The former vice president of the European Commission (EC) told Austrian magazine profil the situation would be different today had Merkel said from the start that Europe would let no member of the European Union (EU) go under. Verheugen claimed Merkel has become “implausible” by taking too many turns in trying to solve the current financial and public debt crisis that has shaken the Eurozone and the global stock markets. “Now she is waving the European flag again, but no one believes her claims of having a clear concept,” the former German Social Democratic Party (SPD) official said.

Verheugen said it was Merkel’s “biggest mistake” to believe that the financial difficulties of Greece could be ignored as the country was not relevant enough to seriously affect the continent’s economy. “You got the impression that the Germans simply did not care what happened to Greece. This had severe effects, of course, when it became clear that the Greek situation has an impact on everyone, especially on the German and French economies,” Verheugen argued, adding that the German chancellor and Christian Democratic Union (CDU) leader “made several mistakes and is about to seriously harm Germany’s reputation in Europe.”

The ex-EC deputy head said Greece will still be a member of the Eurozone – the union of EU member countries which use the Euro as their currency – but will still have a long way to go to restore its economic and fiscal condition. Verheugen said he struggled to find words to describe how “foolish” he rated the ongoing debate about whether a controlled bankruptcy should be considered as an option for the struggling southern European country where people have been taking to the streets to speak out against salary and pension cuts.

Referring to statements by German Free Democratic Party (FDP) Economy Minister and Vice Chancellor Philipp Rösler, who said Greece’s insolvency should be considered, Verheugen said: “You must know that those acting on the stock markets do not know whether such a statement coming from the German economy minister heralds a change of strategy of Germany on the issue or whether he just made the statement worrying about the state of his own party. They aimed at being safe themselves – and decided it signalised a German U-turn – which only makes everything worse.”

Verheugen added: “The Eurozone decided to rescue Greece – for good reasons. Europe has to stick to that. (…) It is not as if the situation is incontrollable. (…) This crisis started in 1981 when Greece joined the EU. No one cared about checking how strong the country’s economy and finances were.”

The German politician warned: “Carrying out nothing but austerity measures creates a dangerous social imbalance as the countries make cuts where they can – affecting people who earn little.” Verheugen told profil people were getting poorer and were infuriated for good reasons.

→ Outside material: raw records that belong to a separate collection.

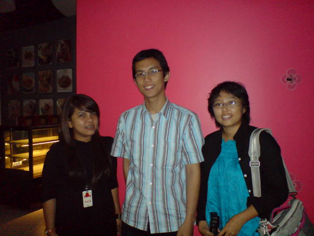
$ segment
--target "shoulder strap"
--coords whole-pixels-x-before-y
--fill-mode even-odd
[[[249,148],[249,156],[251,159],[250,167],[252,173],[252,182],[253,188],[254,197],[261,197],[261,176],[260,174],[260,161],[259,158],[261,155],[261,147],[260,145],[260,134],[261,132],[266,131],[272,136],[271,130],[267,128],[257,128],[255,129],[250,137],[250,146]],[[290,174],[288,171],[285,161],[282,157],[286,177],[287,178],[289,193],[296,193],[296,190],[291,179]]]

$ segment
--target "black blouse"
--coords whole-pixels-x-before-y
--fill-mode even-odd
[[[109,137],[102,138],[109,153],[113,139]],[[97,186],[92,189],[93,206],[83,206],[82,192],[86,183],[90,187],[94,169],[95,153],[92,142],[75,141],[75,148],[86,170],[87,179],[84,177],[81,181],[75,181],[69,177],[69,156],[64,143],[60,141],[54,144],[47,153],[42,173],[42,202],[56,199],[55,227],[59,231],[75,229],[81,233],[82,230],[87,229],[104,230],[108,226],[111,228],[115,225],[111,190],[118,187],[116,158],[110,156],[112,168],[110,176],[103,174]]]

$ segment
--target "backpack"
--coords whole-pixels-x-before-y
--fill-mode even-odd
[[[253,194],[255,197],[258,197],[261,196],[259,158],[261,154],[260,134],[262,131],[267,132],[272,136],[271,130],[269,129],[257,128],[251,135],[249,148]],[[295,197],[297,192],[283,159],[282,161],[289,189],[289,195],[292,199],[287,205],[274,209],[268,220],[261,219],[258,232],[261,236],[314,236],[313,225],[307,216],[303,203]]]

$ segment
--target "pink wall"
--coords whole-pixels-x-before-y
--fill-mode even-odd
[[[314,9],[312,0],[78,1],[78,92],[99,103],[102,134],[114,136],[121,113],[142,102],[132,58],[157,48],[170,67],[168,97],[197,113],[207,135],[209,91],[243,83],[252,124],[273,130],[314,220]],[[281,81],[290,68],[302,79],[294,90]],[[122,201],[121,165],[118,175]]]

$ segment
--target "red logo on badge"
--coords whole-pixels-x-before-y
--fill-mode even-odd
[[[88,198],[88,197],[90,197],[91,196],[89,194],[89,193],[86,193],[85,194],[85,196],[84,196],[84,198]]]

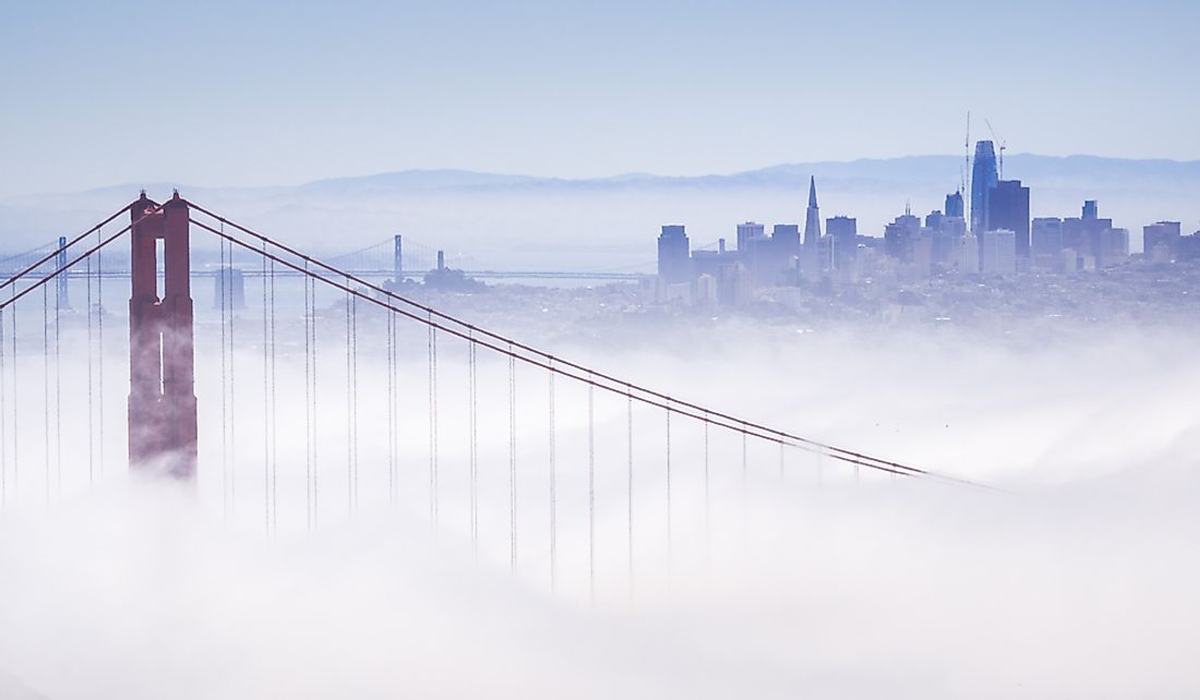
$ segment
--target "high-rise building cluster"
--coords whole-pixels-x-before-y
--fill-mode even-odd
[[[906,207],[882,236],[859,235],[856,219],[846,216],[826,219],[822,234],[815,177],[809,180],[803,231],[798,224],[775,224],[767,234],[763,224],[746,222],[737,227],[733,249],[721,239],[716,249],[691,251],[683,225],[665,225],[658,296],[736,304],[766,286],[1069,274],[1132,260],[1128,229],[1102,218],[1096,200],[1085,201],[1079,217],[1031,221],[1030,188],[1002,180],[997,165],[992,141],[978,141],[966,187],[970,200],[960,188],[924,218]],[[1147,262],[1200,259],[1200,233],[1181,235],[1178,222],[1146,225],[1142,235]]]

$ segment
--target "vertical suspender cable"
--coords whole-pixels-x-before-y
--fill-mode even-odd
[[[712,548],[712,500],[709,499],[708,478],[708,411],[704,411],[704,553]]]
[[[742,422],[742,490],[745,491],[750,485],[750,467],[746,460],[746,424],[745,421]]]
[[[634,592],[634,387],[629,384],[625,385],[625,418],[626,418],[626,445],[629,447],[629,472],[626,475],[625,487],[626,493],[626,505],[629,507],[629,521],[628,521],[628,535],[629,535],[629,592]]]
[[[394,455],[392,471],[395,472],[392,479],[396,484],[392,500],[400,502],[400,336],[396,314],[389,312],[388,320],[391,322],[391,367],[388,370],[391,373],[391,453]]]
[[[350,457],[354,460],[354,508],[359,507],[359,297],[350,297]]]
[[[96,231],[100,243],[100,231]],[[97,467],[100,478],[104,478],[104,251],[96,248],[96,393],[98,410],[96,411],[96,439],[100,441]]]
[[[305,271],[308,262],[305,261]],[[312,532],[312,306],[308,303],[308,276],[304,279],[304,519]]]
[[[547,372],[547,390],[550,392],[550,592],[553,593],[556,589],[557,578],[557,556],[558,556],[558,467],[554,463],[556,459],[556,445],[554,445],[554,358],[548,357],[546,360],[548,372]]]
[[[224,235],[224,222],[221,222],[222,236]],[[224,239],[222,239],[224,240]],[[229,304],[229,515],[233,517],[238,513],[238,402],[234,399],[234,372],[236,370],[238,363],[234,361],[236,354],[234,352],[234,332],[238,328],[238,319],[234,316],[234,292],[236,291],[233,286],[233,241],[229,241],[229,255],[226,259],[229,264],[229,289],[226,294],[226,303]],[[245,279],[241,279],[241,301],[242,306],[246,302],[246,290]]]
[[[588,373],[588,599],[596,597],[596,422],[595,385]]]
[[[275,260],[271,260],[271,531],[280,529],[280,432],[278,432],[278,403],[275,385]]]
[[[346,279],[346,286],[350,279]],[[346,509],[354,513],[354,373],[350,360],[350,292],[346,292]]]
[[[396,314],[388,312],[385,331],[388,336],[388,505],[396,505],[396,350],[392,334],[396,327]]]
[[[224,224],[221,224],[222,227]],[[229,378],[226,358],[226,291],[229,286],[229,272],[226,270],[224,251],[226,240],[220,239],[217,245],[221,248],[221,266],[218,267],[217,302],[221,306],[221,515],[229,519]]]
[[[430,524],[438,526],[438,336],[433,312],[426,319],[426,360],[430,390]]]
[[[307,268],[308,268],[308,261],[305,260],[304,265],[305,265],[305,270],[307,271]],[[308,332],[311,333],[311,338],[312,338],[312,344],[311,344],[311,348],[312,348],[312,360],[311,360],[311,362],[312,362],[312,393],[308,397],[311,399],[311,403],[310,403],[307,410],[310,411],[310,414],[308,414],[308,424],[312,427],[312,430],[311,430],[311,435],[312,435],[312,489],[310,490],[310,495],[311,495],[311,500],[312,500],[312,526],[316,527],[317,526],[317,513],[318,513],[317,508],[318,508],[318,503],[320,502],[320,499],[319,499],[320,490],[317,488],[317,483],[318,483],[317,482],[317,475],[320,472],[320,466],[319,466],[320,463],[317,459],[317,434],[318,434],[318,430],[319,430],[319,424],[317,423],[317,280],[316,279],[311,279],[307,274],[305,274],[305,279],[307,279],[310,282],[310,286],[307,288],[308,289],[307,294],[308,294],[308,309],[312,313],[312,322],[308,326]]]
[[[517,568],[517,374],[509,343],[509,566]]]
[[[17,296],[17,284],[12,285],[12,296]],[[12,495],[17,496],[20,488],[20,458],[17,452],[18,437],[20,436],[20,429],[17,424],[17,415],[20,412],[17,410],[19,405],[17,400],[17,390],[20,388],[20,374],[17,372],[17,360],[19,357],[17,346],[17,303],[11,301],[12,306]]]
[[[42,284],[42,449],[46,470],[46,502],[50,502],[50,296]]]
[[[666,404],[666,487],[667,487],[667,575],[671,574],[671,555],[672,555],[672,539],[671,539],[671,399],[664,402]]]
[[[271,400],[270,337],[266,312],[266,241],[263,241],[263,518],[266,532],[271,531]]]
[[[4,309],[0,309],[0,512],[8,500],[8,411],[4,373]]]
[[[92,471],[94,471],[94,461],[95,461],[95,457],[96,457],[96,449],[95,449],[95,442],[94,442],[94,430],[92,430],[92,418],[95,418],[95,416],[96,416],[96,409],[95,409],[94,399],[92,399],[92,394],[91,394],[91,390],[92,390],[92,386],[95,384],[95,380],[92,379],[92,372],[91,372],[91,366],[92,366],[91,354],[95,350],[95,348],[94,348],[95,343],[94,343],[92,336],[91,336],[91,255],[89,255],[88,259],[86,259],[86,261],[84,262],[84,274],[85,274],[84,279],[86,280],[85,286],[88,288],[88,292],[86,292],[86,297],[88,297],[86,298],[86,303],[88,303],[88,306],[86,306],[86,310],[88,310],[88,484],[90,485],[92,483],[94,478],[95,478]],[[0,324],[0,325],[2,325],[2,324]],[[4,372],[0,370],[0,375],[2,375],[2,374],[4,374]],[[2,440],[0,440],[0,442],[2,442]]]
[[[474,330],[468,330],[470,354],[468,376],[470,380],[470,549],[479,554],[479,379],[476,375]]]
[[[66,282],[66,272],[64,283]],[[62,285],[54,285],[54,475],[59,497],[62,496],[62,339],[60,318],[62,315]]]

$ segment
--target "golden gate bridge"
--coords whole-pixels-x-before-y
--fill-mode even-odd
[[[258,298],[235,300],[232,276],[217,274],[214,308],[198,313],[193,235],[217,242],[218,270],[253,268]],[[127,264],[114,248],[122,239]],[[476,550],[490,539],[514,569],[536,553],[551,586],[570,518],[583,523],[593,587],[598,499],[623,511],[622,542],[608,544],[632,577],[635,536],[653,531],[670,556],[672,529],[690,517],[673,511],[680,491],[701,496],[707,530],[714,489],[751,478],[841,470],[856,482],[986,488],[535,348],[178,192],[163,203],[143,192],[22,265],[0,284],[0,512],[127,465],[193,484],[226,518],[250,513],[268,533],[281,520],[313,530],[367,507],[419,508],[434,532]],[[74,307],[68,279],[84,286]],[[126,290],[124,328],[106,300]],[[761,469],[768,452],[778,470]]]

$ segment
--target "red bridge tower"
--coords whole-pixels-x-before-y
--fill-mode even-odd
[[[187,201],[157,204],[145,192],[134,222],[130,295],[130,466],[196,475],[196,391]],[[158,241],[163,290],[158,294]]]

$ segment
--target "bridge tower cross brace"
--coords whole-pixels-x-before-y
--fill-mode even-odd
[[[130,207],[130,467],[190,479],[196,476],[197,421],[188,206],[176,192],[156,209],[145,192]]]

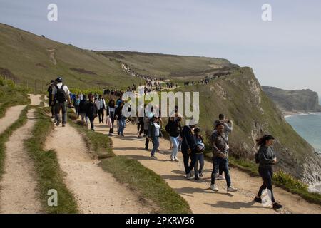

He appealed to Europe and the United States to solve their crises to avoid experiencing a “lost decade”.

Meanwhile, the International Monetary Fund (IMF) has warned that the global economy has reached a “dangerous phase”. The IMF said the Eurozone’s economy will grow by 1.1 per cent next year compared to this year. Only half a year ago, it predicted a 1.8 per cent jump. The United States of America’s gross domestic product is expected to rise by just 1.8 per cent from 2011 to 2012 instead of 2.9 per cent. IMF warned the world’s financial stability could be in danger if larger EU members were hit by similar debt troubles as currently experienced by countries like Greece and Portugal. Austria’s economy will improve by 1.6 per cent from the current year to 2012, according to the IMF which said in its spring forecast that the country’s GDP may soar by 2.3 per cent.